Estas ocho casitas. Ocho solamente. Y ¡cómo daña nuestro carácter el no obedecer a esos mandamientos de Dios!

 

El amor divino en el cristiano es:

 

         Sufrido,

         Benigno,

         Se goza de la verdad,

         Todo lo sufre,

         Todo lo cree,

         Todo lo espera,

         Todo lo soporta.

 

 

¡Qué contraste ten enorme hay entre lo que el amor hace, y lo que no debe hacer! ¡Qué diferencia en el carácter!

 

Si yo entiendo bien la escritura, vemos solamente a un Jesús que ama, que camina todo el día por las plazas y aldeas para ayudar, con tierno amor, a los que merecen su amor (para contrastar la situación con los hipócritas, que reprendió duramente). Quizás eres un maestro de la Biblia, un hombre de conocimiento, pero seco y carente de amor. Piensa que no harás de un hombre un seguidor de Cristo por el mero conocimiento, sino por el conocimiento presentado en amor.

 

El apóstol Pablo nos da más impresiones de lo que el amor es: “sufridos en la tribulación; constantes en la oración; compartiendo para las necesidades de los santos; practicando la hospitalidad. Bendecid a los que os persiguen; bendecid, y no maldigáis. Gozaos con los que se gozan; llorad con los que lloran. Unánimes entre vosotros; no altivos, sino asociándoos con el humilde.

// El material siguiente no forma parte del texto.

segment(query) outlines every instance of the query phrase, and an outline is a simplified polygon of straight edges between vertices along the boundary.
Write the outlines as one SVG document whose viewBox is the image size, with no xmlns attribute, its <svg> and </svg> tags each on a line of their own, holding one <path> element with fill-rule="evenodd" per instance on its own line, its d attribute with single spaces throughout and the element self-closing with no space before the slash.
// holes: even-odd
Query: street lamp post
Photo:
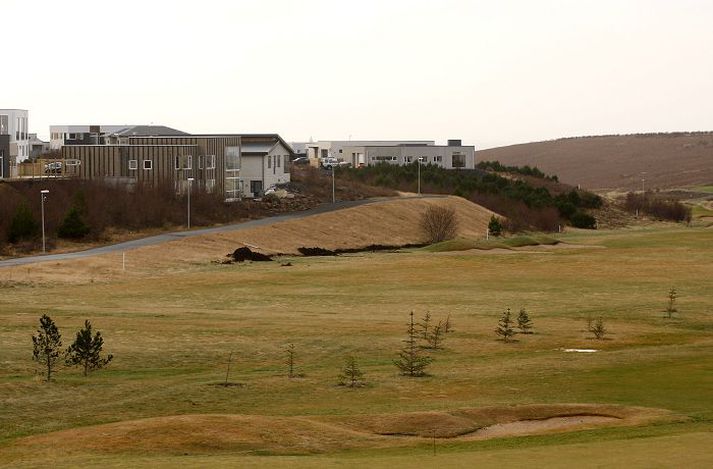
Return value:
<svg viewBox="0 0 713 469">
<path fill-rule="evenodd" d="M 191 229 L 191 186 L 193 178 L 188 178 L 188 229 Z"/>
<path fill-rule="evenodd" d="M 40 191 L 40 202 L 42 205 L 42 253 L 47 252 L 47 241 L 45 238 L 45 200 L 47 200 L 47 194 L 50 191 L 47 189 L 42 189 Z"/>
<path fill-rule="evenodd" d="M 332 203 L 337 202 L 337 196 L 334 192 L 334 164 L 332 164 Z"/>
</svg>

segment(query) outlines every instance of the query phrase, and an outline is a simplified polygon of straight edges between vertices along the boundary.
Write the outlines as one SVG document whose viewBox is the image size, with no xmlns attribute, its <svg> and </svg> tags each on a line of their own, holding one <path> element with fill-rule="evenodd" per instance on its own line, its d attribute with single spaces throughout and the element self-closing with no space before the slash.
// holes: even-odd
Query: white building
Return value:
<svg viewBox="0 0 713 469">
<path fill-rule="evenodd" d="M 30 157 L 28 112 L 0 109 L 0 178 L 17 176 L 18 163 Z"/>
<path fill-rule="evenodd" d="M 50 149 L 64 145 L 104 145 L 124 143 L 127 137 L 188 135 L 163 125 L 51 125 Z"/>
<path fill-rule="evenodd" d="M 475 146 L 460 140 L 448 140 L 436 145 L 433 140 L 338 140 L 306 144 L 306 153 L 313 165 L 322 158 L 332 157 L 352 167 L 379 163 L 405 165 L 416 161 L 435 164 L 446 169 L 474 169 Z"/>
</svg>

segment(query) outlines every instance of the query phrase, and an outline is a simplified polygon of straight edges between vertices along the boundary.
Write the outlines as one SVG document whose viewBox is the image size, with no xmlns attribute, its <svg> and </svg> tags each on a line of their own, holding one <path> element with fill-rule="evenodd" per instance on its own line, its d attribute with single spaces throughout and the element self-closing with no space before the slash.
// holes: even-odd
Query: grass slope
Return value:
<svg viewBox="0 0 713 469">
<path fill-rule="evenodd" d="M 443 442 L 438 464 L 517 465 L 538 458 L 542 465 L 616 461 L 636 467 L 642 461 L 665 465 L 672 454 L 677 464 L 710 463 L 704 448 L 713 430 L 713 231 L 648 227 L 559 239 L 580 248 L 294 257 L 292 267 L 204 260 L 94 282 L 46 282 L 32 273 L 19 282 L 0 270 L 0 466 L 403 467 L 429 454 L 429 444 L 382 448 L 365 436 L 364 447 L 348 450 L 340 438 L 334 446 L 313 447 L 299 437 L 294 444 L 304 451 L 298 452 L 328 454 L 294 459 L 256 457 L 275 454 L 275 447 L 250 444 L 230 454 L 162 455 L 147 440 L 140 451 L 107 454 L 87 447 L 58 461 L 64 440 L 38 449 L 20 439 L 176 415 L 337 419 L 344 431 L 363 416 L 561 403 L 666 409 L 686 420 Z M 666 320 L 672 285 L 680 294 L 679 314 Z M 506 307 L 527 308 L 535 334 L 511 344 L 496 341 L 493 329 Z M 428 310 L 436 319 L 450 314 L 455 328 L 422 379 L 398 376 L 391 362 L 410 310 L 418 316 Z M 114 362 L 87 379 L 79 370 L 62 370 L 56 382 L 42 383 L 30 360 L 30 335 L 42 313 L 57 321 L 65 341 L 91 319 Z M 590 338 L 588 315 L 604 317 L 607 340 Z M 285 376 L 289 343 L 304 373 L 299 379 Z M 215 386 L 231 351 L 231 379 L 244 386 Z M 365 388 L 336 385 L 343 358 L 352 353 L 369 383 Z M 291 438 L 283 440 L 280 428 L 265 430 L 278 445 Z M 190 426 L 181 432 L 191 432 Z M 96 438 L 101 441 L 101 433 Z M 591 459 L 583 460 L 584 454 Z"/>
</svg>

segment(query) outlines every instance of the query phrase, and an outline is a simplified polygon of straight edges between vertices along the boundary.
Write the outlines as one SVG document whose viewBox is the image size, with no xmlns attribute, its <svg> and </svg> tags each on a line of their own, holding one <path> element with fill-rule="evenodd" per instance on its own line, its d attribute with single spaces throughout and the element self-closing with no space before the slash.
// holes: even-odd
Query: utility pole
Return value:
<svg viewBox="0 0 713 469">
<path fill-rule="evenodd" d="M 40 191 L 40 202 L 42 205 L 42 253 L 47 252 L 47 241 L 45 238 L 45 200 L 47 200 L 47 194 L 49 194 L 50 191 L 47 189 L 42 189 Z"/>
<path fill-rule="evenodd" d="M 188 178 L 188 229 L 191 229 L 191 187 L 193 186 L 193 178 Z"/>
</svg>

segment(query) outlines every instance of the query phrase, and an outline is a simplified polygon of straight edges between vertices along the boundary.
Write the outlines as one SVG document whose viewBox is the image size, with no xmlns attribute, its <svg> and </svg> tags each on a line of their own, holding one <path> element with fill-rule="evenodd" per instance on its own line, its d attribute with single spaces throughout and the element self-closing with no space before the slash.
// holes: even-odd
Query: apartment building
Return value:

No seáis sabios en nuestra propia opinión. No paguéis a nadie mal por mal; procurad lo bueno delante de todos los hombres” (Romanos 12:12-21).

 

El amor de Jesús se mostró por cuanto tomó partido a favor de las viudas, evidentemente explotadas por los fariseos (Marcos 12:38-44); perdonando a la gente pecadora (Juan 8:11); y oponiéndose a toda injusticia de los hombres. Jesús levantó a los pobres, y dio esperanza a los que no la tuvieron, impuso el derecho, y volvió a dar importancia a cada individuo.

 

Las paginas enteras de la Biblia están llenas del amor de Dios. Jesús grita a voz en cuello que nos amemos. Pero, ¡qué poco amor sincero se ve entre los cristianos! Acaso ¿será posible amar como Jesús amaba? Si, es posible. Más aún, es necesario. Es un mandamiento, una ordenanza. Porque el amor que mana del Espíritu de Dios nos eleva a hombres de Dios, y nos coloca en el camino de la santificación sino la cual nadie vera a Dios (Hebreos 12:14) Si queremos una iglesia en la que prevalece la verdad del Señor, debemos abandonar el camino frío de la doctrina sin el calor y el amor, y practicar la doctrina de Cristo, en todo su consejo, que incluye, y sobrepone ante todas las demás cosas, el amor. Sin el amor exigido por el salvador, todo lo que hacemos, será en vano. Con el amor de Dios, todo tiene sentido, y toma cuerpo, pues Dios mismo es amor, y si le amamos a El, también debemos amar a nuestros hermanos.